On Thursday, Governor Gavin Newsom declared a state budget emergency to use emergency “rainy day” funds for the 2020-2021 budget and to help bridge the $54.3 billion deficit gap.
The rainy day funds were opened up to help pay for personal protective equipment (PPE) and other medical equipment needed to help fight the coronavirus, as well as prepare for more cases in the future, as well as help fund support for vulnerable populations in California.
Governor Newsom’s proclamation grants that about half the reserves of California’s Budget Stabilization Account can be sent to the General Fund for the 2020-2021 budget. The proclamation also stops any funds from going from the General Fund to the Stabilization Account in turn for an entire year. In all, up to about $8 billion in total can now be moved to the General Fund under a legislative bill.
When he announced the budget emergency on Thursday, Governor Newsom noted that the state still not doing enough to address the growing number of coronavirus cases in California.
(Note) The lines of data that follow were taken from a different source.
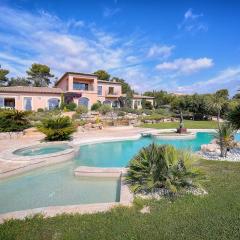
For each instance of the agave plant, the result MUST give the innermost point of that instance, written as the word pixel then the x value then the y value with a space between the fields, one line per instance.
pixel 234 117
pixel 162 166
pixel 13 120
pixel 225 138
pixel 57 128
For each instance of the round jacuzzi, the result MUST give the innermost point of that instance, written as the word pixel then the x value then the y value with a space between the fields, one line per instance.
pixel 42 149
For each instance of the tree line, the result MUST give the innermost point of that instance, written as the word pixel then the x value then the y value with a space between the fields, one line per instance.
pixel 38 75
pixel 198 105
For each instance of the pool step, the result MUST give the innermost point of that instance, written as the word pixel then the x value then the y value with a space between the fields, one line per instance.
pixel 85 171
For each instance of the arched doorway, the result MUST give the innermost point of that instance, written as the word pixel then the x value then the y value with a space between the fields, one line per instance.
pixel 53 103
pixel 107 102
pixel 83 102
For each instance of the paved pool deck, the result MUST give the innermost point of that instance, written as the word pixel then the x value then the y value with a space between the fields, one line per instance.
pixel 11 168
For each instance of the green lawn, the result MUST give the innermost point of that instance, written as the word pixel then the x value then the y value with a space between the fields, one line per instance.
pixel 187 123
pixel 214 216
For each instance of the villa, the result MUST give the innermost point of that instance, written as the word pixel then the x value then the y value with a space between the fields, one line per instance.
pixel 80 88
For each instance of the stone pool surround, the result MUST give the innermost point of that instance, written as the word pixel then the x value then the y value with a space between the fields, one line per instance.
pixel 19 167
pixel 126 197
pixel 33 162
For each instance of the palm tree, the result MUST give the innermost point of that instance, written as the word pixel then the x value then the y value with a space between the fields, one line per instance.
pixel 57 128
pixel 225 138
pixel 216 104
pixel 234 117
pixel 162 167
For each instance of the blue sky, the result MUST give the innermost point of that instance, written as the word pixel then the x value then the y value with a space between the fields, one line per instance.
pixel 175 45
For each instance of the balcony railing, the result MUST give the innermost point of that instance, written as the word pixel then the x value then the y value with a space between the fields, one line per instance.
pixel 83 87
pixel 112 93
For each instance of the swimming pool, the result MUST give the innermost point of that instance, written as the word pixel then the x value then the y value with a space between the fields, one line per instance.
pixel 118 154
pixel 56 185
pixel 42 149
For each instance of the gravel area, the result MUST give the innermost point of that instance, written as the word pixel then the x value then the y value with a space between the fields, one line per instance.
pixel 233 155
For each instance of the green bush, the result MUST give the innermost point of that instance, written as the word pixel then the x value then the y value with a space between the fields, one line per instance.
pixel 68 107
pixel 154 117
pixel 40 110
pixel 81 109
pixel 162 167
pixel 39 116
pixel 96 106
pixel 104 109
pixel 13 120
pixel 121 113
pixel 129 110
pixel 80 122
pixel 234 117
pixel 57 128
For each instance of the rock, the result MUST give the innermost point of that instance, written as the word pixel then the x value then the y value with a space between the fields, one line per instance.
pixel 145 209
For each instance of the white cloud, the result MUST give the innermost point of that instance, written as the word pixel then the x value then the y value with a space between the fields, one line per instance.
pixel 185 65
pixel 228 78
pixel 26 38
pixel 162 51
pixel 190 15
pixel 110 12
pixel 192 22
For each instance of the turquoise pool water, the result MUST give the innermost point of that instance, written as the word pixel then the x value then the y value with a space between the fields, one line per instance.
pixel 118 154
pixel 57 185
pixel 41 150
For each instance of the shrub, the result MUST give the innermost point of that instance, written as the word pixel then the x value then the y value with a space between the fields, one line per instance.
pixel 80 122
pixel 154 117
pixel 162 167
pixel 234 117
pixel 146 104
pixel 69 107
pixel 81 109
pixel 39 116
pixel 121 114
pixel 104 109
pixel 13 120
pixel 96 106
pixel 57 128
pixel 225 138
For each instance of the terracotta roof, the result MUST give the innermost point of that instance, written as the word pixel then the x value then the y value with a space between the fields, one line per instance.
pixel 139 96
pixel 29 89
pixel 74 73
pixel 109 82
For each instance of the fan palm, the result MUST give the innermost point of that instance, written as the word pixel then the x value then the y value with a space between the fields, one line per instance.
pixel 234 117
pixel 57 128
pixel 162 166
pixel 225 138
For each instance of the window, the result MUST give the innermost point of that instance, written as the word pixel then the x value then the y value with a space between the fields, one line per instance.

The Governor also noted that the pandemic is not close to being over.
“We are still in the first wave of this pandemic; we are not in the second wave,” said Governor Newsom.
Despite a state of emergency still being active and an approved budget awaiting finalization, the proclamation showed that lawmakers are still piecing together a final budget despite the next fiscal year beginning in less than a week. The formal budget deadline was June 15.
“A budget compromise is not easy,” said fiscal advisor Edward Malley, who has assisted several cities in California, Arizona, and New Mexico with budgets. “And opening up these funds was obviously a big chip to play in giving what was needed. California is most likely cutting things too, and this helps many programs stay alive.”
“And all of these resources they need, they’re coming from this block of funding that is the emergency fund.”
“Right now, they really need it. And they don’t want to cut those programs people need to get out of this intact.”
State lawmakers on Thursday generally agreed with the assessment.
“Learning from lessons of the last recession, it’s important that we don’t cut programs that our residents rely more heavily on during economic downturns,” noted Senator Holly Mitchell (D-Los Angeles).
In addition to the proclamation on Thursday, Governor Newsom gave praise to businesses that were delaying re-openings in favor of public health, most notably the delay of the re-opening of Disneyland, whose original reopening had been scheduled for later next month.
With the additional funds now available, both the Senate and Assembly are expected to vote on the revised budget plan by Friday for the Governor’s approval.